The energy of a photon can be expressed through the formula,
\[E = hf = \frac{hc}{\lambda}\]
with \(E\) representing photon energy, \(h\) signifying Planck's constant, \(f\) as the frequency, and \(\lambda\) as the wavelength. Photon energy is particularly useful when considering how light can initiate chemical reactions, as specific bond dissociation energies require photons of corresponding energies to be broken.

Planck's Constant

Planck's constant is a fundamental constant in quantum mechanics that relates the energy of a photon to its frequency. Designated as \(h\), it has a value of approximately \(6.626 \times 10^{-34} \mathrm{Js}\).

Planck's constant appears in the formula for photon energy,
\[E = hf = \frac{hc}{\lambda}\]
This constant is a cornerstone of quantum theory and is crucial for understanding the quantized nature of energy exchange in the atomic and subatomic realms. It is also a part of the calculations for determining the energy required to break chemical bonds, as seen in the exercise on bond dissociation energies.

Avogadro's Constant

Avogadro's constant, denoted by \(N_{A}\), is the number of constituent particles (usually atoms or molecules) in one mole of a substance. Its approximate value is \(6.022 \times 10^{23} \mathrm{mol^{-1}}\).
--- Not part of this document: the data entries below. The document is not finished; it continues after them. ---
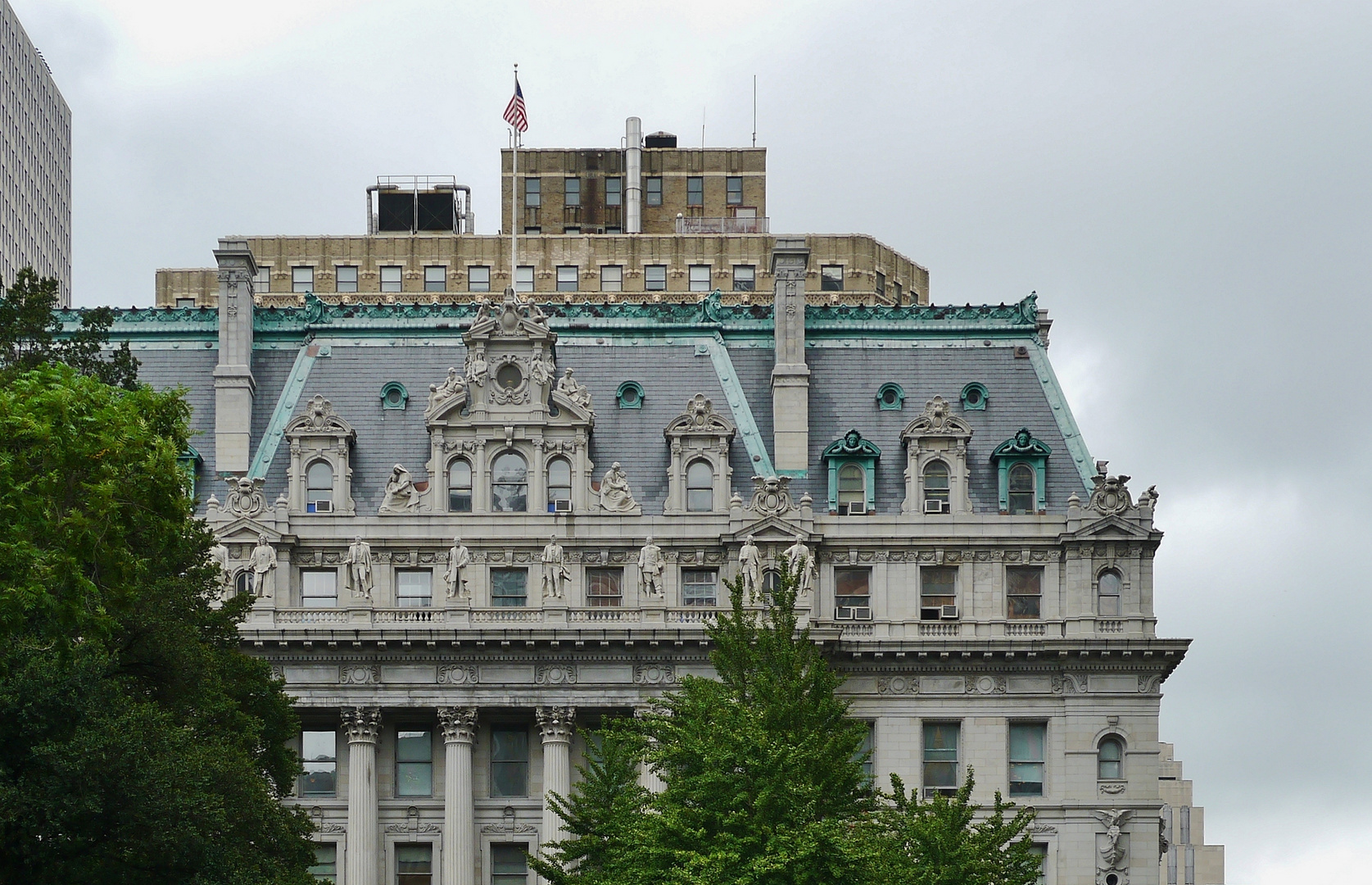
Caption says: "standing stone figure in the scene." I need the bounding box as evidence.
[738,535,763,604]
[786,535,815,596]
[542,535,572,600]
[347,535,372,600]
[638,535,664,597]
[443,537,472,600]
[251,535,276,600]
[601,461,638,513]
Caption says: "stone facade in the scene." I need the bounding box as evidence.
[0,0,71,306]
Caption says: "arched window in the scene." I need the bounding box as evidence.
[686,461,715,513]
[838,464,867,508]
[1010,464,1039,513]
[305,461,333,513]
[925,461,951,513]
[447,458,472,513]
[1096,568,1124,617]
[547,458,572,513]
[491,452,528,513]
[1096,737,1124,781]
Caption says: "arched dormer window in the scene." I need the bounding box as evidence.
[547,458,572,513]
[305,461,333,513]
[1007,464,1039,513]
[686,460,715,513]
[447,458,472,513]
[1096,737,1124,781]
[925,460,951,513]
[1096,568,1124,617]
[491,452,528,513]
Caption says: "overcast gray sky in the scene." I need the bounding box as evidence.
[11,0,1372,885]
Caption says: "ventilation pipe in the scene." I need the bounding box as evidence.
[624,116,644,234]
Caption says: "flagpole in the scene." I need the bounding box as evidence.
[510,65,518,299]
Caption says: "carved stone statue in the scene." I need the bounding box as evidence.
[541,535,572,600]
[380,464,420,513]
[347,535,372,600]
[443,537,472,600]
[601,461,638,513]
[738,535,763,602]
[785,535,815,596]
[638,535,665,597]
[210,541,233,598]
[251,535,276,600]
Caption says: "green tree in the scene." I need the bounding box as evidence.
[0,365,311,885]
[859,767,1041,885]
[0,268,138,390]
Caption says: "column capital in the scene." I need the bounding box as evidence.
[340,706,382,744]
[437,706,476,744]
[534,706,577,744]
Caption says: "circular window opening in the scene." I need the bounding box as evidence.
[496,364,524,390]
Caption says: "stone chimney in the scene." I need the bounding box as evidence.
[772,238,809,476]
[214,240,256,474]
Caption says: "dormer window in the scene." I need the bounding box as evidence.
[305,461,333,513]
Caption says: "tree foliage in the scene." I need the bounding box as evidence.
[0,365,311,885]
[0,268,138,390]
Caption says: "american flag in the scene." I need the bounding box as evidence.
[505,77,528,132]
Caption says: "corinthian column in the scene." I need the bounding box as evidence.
[342,706,382,885]
[437,706,476,885]
[534,706,577,845]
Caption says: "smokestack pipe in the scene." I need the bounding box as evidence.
[624,116,644,234]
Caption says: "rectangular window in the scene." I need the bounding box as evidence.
[467,265,491,293]
[834,568,872,619]
[925,722,961,796]
[686,175,705,206]
[491,842,528,885]
[395,568,433,608]
[601,265,624,293]
[301,568,339,608]
[395,842,433,885]
[687,265,709,293]
[1006,567,1043,620]
[681,570,716,606]
[491,568,528,608]
[1010,722,1048,796]
[491,726,528,799]
[557,265,577,293]
[424,265,447,293]
[295,730,339,796]
[919,565,958,620]
[307,842,339,883]
[333,265,357,293]
[586,568,624,608]
[395,726,433,796]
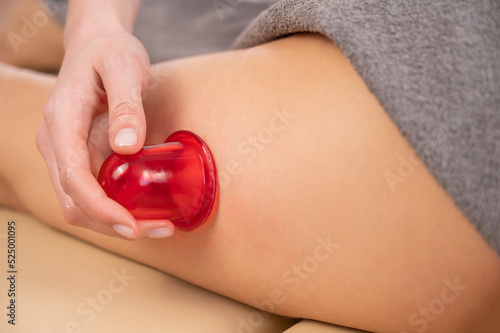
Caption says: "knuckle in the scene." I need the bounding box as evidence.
[59,168,73,196]
[43,102,54,127]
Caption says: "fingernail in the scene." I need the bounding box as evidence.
[115,127,137,147]
[113,224,135,238]
[146,227,174,238]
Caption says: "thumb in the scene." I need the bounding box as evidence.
[101,59,147,155]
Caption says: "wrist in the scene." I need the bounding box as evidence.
[64,0,140,50]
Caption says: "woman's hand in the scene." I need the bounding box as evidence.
[36,2,173,239]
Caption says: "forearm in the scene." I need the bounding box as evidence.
[64,0,141,48]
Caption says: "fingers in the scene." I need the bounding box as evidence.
[96,46,150,154]
[36,122,174,239]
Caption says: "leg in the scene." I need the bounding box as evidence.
[0,35,500,332]
[0,0,64,72]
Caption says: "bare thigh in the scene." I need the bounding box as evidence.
[0,35,500,332]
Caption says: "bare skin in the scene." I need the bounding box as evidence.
[0,34,500,332]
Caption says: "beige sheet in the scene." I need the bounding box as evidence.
[0,208,368,333]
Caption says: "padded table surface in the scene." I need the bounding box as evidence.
[0,208,368,333]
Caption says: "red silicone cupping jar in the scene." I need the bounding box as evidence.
[98,131,217,231]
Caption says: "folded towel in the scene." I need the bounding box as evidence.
[235,0,500,254]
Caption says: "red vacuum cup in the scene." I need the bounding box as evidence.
[98,131,217,230]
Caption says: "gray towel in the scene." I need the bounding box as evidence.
[46,0,500,253]
[235,0,500,254]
Avogadro's constant is employed to bridge the gap between the atomic scale and the macroscopic scale. In the context of our problem, it is used to convert bond dissociation energy, which is typically given per mole, to the energy per individual photon. This conversion is crucial to ascertain the energy that individual photons need to have to break a single molecular bond. This constant underscores the immense number of atoms or molecules in just one mole of substance, linking the microscopic world with quantities we can work with in the laboratory.